I think what’s so insiduous about technical debt is there’s not always an obvious, clear measurement that you’ve taken on too much. Every software system has some amount of technical debt, but it’s a challenge, even for experienced software engineers, to guage the level of debt. It’s not equivalent to the physical world where you can see if something is crumbling or has some other type of defect.

In some cases, software’s technical debt may be obvious, for example if its running on hardware or software that is no longer available or updated by it’s developers. COBOL running on a mainframe is a good example.

However, as Tufekci’s article states, even newer software can suffer from technical debt. On the contrary, it is possible for old software to be well maintained and have an acceptable amount of technical debt. For example, many modern operating systems (such as Linux) are decades old yet remain well maintained and cutting edge.

It’s likely that Southwest runs on programming languages and operating systems that are actively updated, but the debt lies in the software that they’ve written and runs their business.
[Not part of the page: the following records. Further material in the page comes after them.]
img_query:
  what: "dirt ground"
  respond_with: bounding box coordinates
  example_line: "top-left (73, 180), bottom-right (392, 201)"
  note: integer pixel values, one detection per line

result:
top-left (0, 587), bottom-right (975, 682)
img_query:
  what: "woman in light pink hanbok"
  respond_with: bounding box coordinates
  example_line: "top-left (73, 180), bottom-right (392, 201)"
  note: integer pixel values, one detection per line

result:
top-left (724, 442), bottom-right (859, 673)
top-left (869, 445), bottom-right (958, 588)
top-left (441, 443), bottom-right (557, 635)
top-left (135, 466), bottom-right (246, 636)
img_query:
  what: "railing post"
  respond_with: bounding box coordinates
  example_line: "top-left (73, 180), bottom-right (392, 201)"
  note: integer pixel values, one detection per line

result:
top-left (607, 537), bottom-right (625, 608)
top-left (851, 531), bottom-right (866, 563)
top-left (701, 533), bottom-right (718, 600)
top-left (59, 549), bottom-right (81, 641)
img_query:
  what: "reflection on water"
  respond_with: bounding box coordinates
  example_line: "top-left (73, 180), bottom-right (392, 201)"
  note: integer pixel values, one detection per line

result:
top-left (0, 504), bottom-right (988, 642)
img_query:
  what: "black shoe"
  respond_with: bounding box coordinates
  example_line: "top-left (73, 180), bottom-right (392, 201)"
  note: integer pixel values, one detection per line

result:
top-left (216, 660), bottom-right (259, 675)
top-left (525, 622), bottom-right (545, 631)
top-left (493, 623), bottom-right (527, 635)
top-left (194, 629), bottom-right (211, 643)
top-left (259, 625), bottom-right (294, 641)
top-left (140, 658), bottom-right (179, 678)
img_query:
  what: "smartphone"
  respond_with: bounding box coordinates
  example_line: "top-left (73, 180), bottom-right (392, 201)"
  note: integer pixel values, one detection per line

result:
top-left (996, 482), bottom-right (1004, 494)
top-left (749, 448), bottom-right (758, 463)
This is probably the case that a lot of companies in the 10-20 year old range fall into, and they would not be unique if they had technical debt that has gone out of control.

It’s an industry problem. We lack the tools and techniques to appropriately guage tech debt in quantifiable ways. How much technical debt is too much and how much impact it may have on a business boils down to opinion. Different engineers will debate with each other on this topic. There’s no standard, industry bechmarks or regulations to turn to, unlike other fields of engineering.

Perhaps our field will develop such standards, but my hunch is that software is unique enough from other engineering disciplines that we may never be able to develop such standards. I’d like to be wrong about this.

Does anyone know of productive cases of measuring tech debt? Or systemic ways to keep it within a maintainable limit?